Cable companies, meanwhile, are hatching plans for their own upgrades. But they aren't just overhauling their gear to compete with one another. They're also intent on meeting customer demand for more bandwidth and speedier downloads as more online video becomes available from companies such as Apple (AAPL) and YouTube (GOOG). The U.S. operators are even arguing that it will be necessary for them to limit what traffic they allow to run over their network to make sure they have enough capacity. Whether or not they remain open to all comers is an issue known as "net neutrality."
That is where ViaEuropa comes in. "Once there are functional market dynamics, the issue of net neutrality will go away," says Birgersson. Open access systems that separate infrastructure from service are the only way to ensure competition and consumer choice, he says. Allowing the same company to operate the network and control all of the services, he says, is like letting the builder of a shopping mall decide not only which stores can operate there but also what merchandise they sell.

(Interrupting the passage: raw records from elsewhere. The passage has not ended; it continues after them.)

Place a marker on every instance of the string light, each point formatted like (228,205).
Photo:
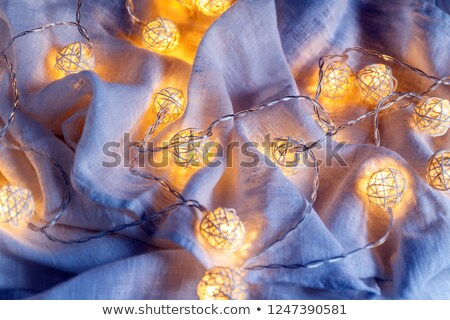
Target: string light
(187,147)
(386,187)
(171,99)
(16,205)
(161,35)
(432,116)
(223,230)
(73,58)
(338,80)
(222,283)
(438,172)
(375,82)
(213,7)
(286,157)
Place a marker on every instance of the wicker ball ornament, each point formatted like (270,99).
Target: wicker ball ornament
(375,82)
(161,35)
(16,205)
(438,172)
(213,7)
(187,147)
(223,230)
(74,58)
(432,116)
(222,283)
(338,80)
(386,187)
(172,100)
(285,157)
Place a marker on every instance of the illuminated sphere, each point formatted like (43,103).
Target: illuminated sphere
(432,116)
(223,230)
(16,204)
(172,100)
(222,283)
(438,172)
(213,7)
(337,80)
(187,147)
(288,160)
(73,58)
(375,82)
(161,35)
(386,187)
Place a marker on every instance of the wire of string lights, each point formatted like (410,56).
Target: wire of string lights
(385,188)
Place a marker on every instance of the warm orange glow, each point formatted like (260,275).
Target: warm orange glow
(432,116)
(213,7)
(73,58)
(222,283)
(375,82)
(223,230)
(161,35)
(16,205)
(438,173)
(172,100)
(385,188)
(337,80)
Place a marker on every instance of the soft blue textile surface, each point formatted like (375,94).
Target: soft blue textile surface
(257,50)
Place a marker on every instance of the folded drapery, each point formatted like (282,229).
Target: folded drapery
(257,50)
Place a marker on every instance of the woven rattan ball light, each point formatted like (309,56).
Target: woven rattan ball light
(375,82)
(172,100)
(290,161)
(438,172)
(187,147)
(73,58)
(386,187)
(161,35)
(223,230)
(432,116)
(222,283)
(338,80)
(16,204)
(213,7)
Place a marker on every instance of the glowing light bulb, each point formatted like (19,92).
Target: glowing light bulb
(438,172)
(223,230)
(161,35)
(222,283)
(73,58)
(375,82)
(172,100)
(285,157)
(432,116)
(213,7)
(16,205)
(386,187)
(187,147)
(338,80)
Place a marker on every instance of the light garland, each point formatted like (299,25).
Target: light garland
(73,58)
(187,147)
(286,157)
(16,205)
(171,100)
(338,80)
(161,35)
(222,283)
(438,171)
(222,230)
(386,187)
(375,82)
(432,116)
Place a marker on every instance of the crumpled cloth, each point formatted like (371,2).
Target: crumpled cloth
(258,50)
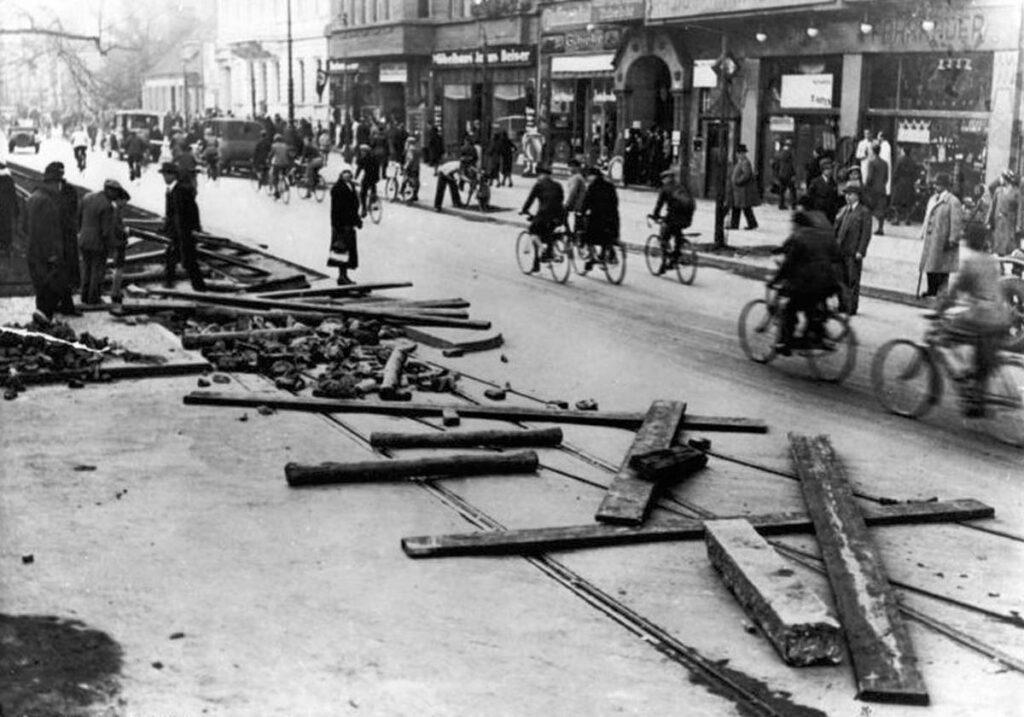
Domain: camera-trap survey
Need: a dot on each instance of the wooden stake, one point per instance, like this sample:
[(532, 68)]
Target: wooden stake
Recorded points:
[(880, 646), (462, 465)]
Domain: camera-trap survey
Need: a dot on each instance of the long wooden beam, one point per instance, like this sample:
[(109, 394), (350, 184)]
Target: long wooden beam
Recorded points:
[(622, 419), (541, 540), (883, 656), (630, 497)]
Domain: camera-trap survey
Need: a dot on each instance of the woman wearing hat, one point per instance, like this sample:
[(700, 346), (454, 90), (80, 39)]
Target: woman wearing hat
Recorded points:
[(1003, 213)]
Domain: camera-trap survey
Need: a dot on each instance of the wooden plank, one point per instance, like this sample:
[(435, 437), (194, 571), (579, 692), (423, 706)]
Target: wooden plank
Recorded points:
[(513, 437), (883, 656), (630, 497), (791, 615), (363, 471), (623, 419), (540, 540)]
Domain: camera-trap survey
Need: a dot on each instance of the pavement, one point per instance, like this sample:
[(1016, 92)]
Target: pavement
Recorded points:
[(220, 591)]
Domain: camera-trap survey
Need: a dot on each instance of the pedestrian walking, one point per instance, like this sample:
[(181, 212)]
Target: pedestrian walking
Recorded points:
[(1004, 212), (345, 220), (742, 191), (180, 220), (941, 234), (8, 211), (46, 258), (785, 174), (96, 237), (853, 233), (876, 182)]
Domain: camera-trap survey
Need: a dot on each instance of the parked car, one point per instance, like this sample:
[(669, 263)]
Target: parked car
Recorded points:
[(23, 133), (236, 140)]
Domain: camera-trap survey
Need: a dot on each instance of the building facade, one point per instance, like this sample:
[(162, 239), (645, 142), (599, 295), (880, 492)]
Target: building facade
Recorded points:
[(251, 56)]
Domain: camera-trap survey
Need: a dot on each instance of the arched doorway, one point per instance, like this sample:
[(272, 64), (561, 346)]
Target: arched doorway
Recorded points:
[(649, 83)]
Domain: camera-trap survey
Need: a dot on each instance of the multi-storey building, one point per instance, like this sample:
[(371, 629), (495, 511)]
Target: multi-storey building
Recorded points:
[(252, 56)]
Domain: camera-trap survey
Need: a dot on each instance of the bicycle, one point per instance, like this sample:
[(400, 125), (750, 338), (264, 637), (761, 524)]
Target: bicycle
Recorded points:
[(760, 328), (555, 254), (653, 252), (906, 378)]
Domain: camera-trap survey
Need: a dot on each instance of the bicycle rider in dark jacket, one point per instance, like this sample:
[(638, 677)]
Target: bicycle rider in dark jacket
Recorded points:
[(807, 276), (550, 212), (679, 207)]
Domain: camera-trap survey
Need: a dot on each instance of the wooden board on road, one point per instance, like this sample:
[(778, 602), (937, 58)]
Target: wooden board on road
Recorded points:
[(622, 419), (630, 497), (540, 540), (883, 656)]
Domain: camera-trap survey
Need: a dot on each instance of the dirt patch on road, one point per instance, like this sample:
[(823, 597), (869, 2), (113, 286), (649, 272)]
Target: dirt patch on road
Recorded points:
[(53, 667)]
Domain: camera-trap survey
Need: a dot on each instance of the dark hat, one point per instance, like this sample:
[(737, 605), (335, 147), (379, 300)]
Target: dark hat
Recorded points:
[(114, 186), (53, 171)]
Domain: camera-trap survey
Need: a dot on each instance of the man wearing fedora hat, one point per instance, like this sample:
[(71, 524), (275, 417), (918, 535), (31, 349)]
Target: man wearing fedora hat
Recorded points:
[(742, 194), (853, 232), (97, 236), (180, 219)]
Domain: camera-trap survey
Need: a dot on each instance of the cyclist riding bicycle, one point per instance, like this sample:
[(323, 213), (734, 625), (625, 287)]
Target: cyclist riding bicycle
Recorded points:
[(550, 213), (281, 161), (679, 207), (368, 171), (807, 277), (985, 319)]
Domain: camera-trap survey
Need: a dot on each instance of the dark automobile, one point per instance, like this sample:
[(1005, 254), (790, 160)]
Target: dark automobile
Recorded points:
[(23, 133)]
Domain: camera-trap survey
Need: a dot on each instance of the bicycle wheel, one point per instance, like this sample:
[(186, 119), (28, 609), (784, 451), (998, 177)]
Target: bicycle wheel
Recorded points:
[(524, 252), (686, 264), (758, 331), (652, 254), (905, 379), (614, 265), (1005, 402), (559, 264), (836, 365)]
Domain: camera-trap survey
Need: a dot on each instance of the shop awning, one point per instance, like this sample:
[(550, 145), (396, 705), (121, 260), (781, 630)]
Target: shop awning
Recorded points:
[(582, 65)]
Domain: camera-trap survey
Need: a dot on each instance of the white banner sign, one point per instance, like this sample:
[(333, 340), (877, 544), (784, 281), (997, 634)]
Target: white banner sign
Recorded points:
[(807, 91)]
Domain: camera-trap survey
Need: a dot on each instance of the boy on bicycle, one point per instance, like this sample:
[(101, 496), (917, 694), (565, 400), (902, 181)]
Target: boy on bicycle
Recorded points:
[(985, 319), (679, 207), (807, 277), (550, 213)]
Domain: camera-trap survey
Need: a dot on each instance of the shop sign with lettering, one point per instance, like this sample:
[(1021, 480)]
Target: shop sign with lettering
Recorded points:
[(615, 10), (496, 55), (807, 91), (668, 9)]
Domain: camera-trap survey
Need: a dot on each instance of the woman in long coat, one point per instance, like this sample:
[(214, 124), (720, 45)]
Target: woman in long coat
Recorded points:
[(941, 234), (1003, 214)]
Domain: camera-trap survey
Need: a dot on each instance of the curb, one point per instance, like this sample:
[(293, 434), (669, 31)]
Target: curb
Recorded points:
[(737, 266)]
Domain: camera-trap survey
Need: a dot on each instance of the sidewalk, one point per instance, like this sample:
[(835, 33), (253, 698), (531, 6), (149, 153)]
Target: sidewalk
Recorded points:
[(890, 268)]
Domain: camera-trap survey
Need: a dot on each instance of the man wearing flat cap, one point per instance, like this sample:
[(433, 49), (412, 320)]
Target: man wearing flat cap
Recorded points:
[(941, 233), (853, 232), (180, 220), (97, 237)]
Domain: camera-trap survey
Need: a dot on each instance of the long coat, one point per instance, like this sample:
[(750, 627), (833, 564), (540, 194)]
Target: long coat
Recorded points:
[(742, 187), (47, 263), (941, 234), (1003, 218)]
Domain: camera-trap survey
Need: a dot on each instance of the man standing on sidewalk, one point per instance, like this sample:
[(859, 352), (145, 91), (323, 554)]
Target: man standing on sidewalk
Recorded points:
[(853, 232), (941, 234)]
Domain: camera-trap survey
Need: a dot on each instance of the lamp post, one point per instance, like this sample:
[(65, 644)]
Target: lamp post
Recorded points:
[(291, 80)]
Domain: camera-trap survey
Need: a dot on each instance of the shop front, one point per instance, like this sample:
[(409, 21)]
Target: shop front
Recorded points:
[(476, 89)]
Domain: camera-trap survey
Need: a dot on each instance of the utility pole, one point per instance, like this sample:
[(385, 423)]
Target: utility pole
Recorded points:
[(291, 79)]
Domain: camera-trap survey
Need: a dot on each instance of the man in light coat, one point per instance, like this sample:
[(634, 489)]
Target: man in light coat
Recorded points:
[(941, 233)]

OPEN AND CLOSED SYSTEMS MAY COEXIST
Swedish consumers now have lots of choice. B2 is still operating in the market, and ViaEuropa has two open access competitors, Pennet and Zitius. TeliaSonera (TLSN.ST), the incumbent, has also agreed, in certain circumstances, to participate in the open access model, managing high-speed networks inside apartment buildings that are owned by the landlords and that accommodate multiple service providers.
But like Verizon, TeliaSonera worries about the economics. "We are open to both systems, but we need to be able to predict our return on investment," says Joacim Damgard, vice-president and head of sales at TeliaSonera Broadband Sweden. He said he believes open and closed systems will coexist for some time.
If ViaEuropa gets its way, incumbents in other markets may find that, like it or not, they too are obliged to embrace open access or be prepared to lose market share to those who do.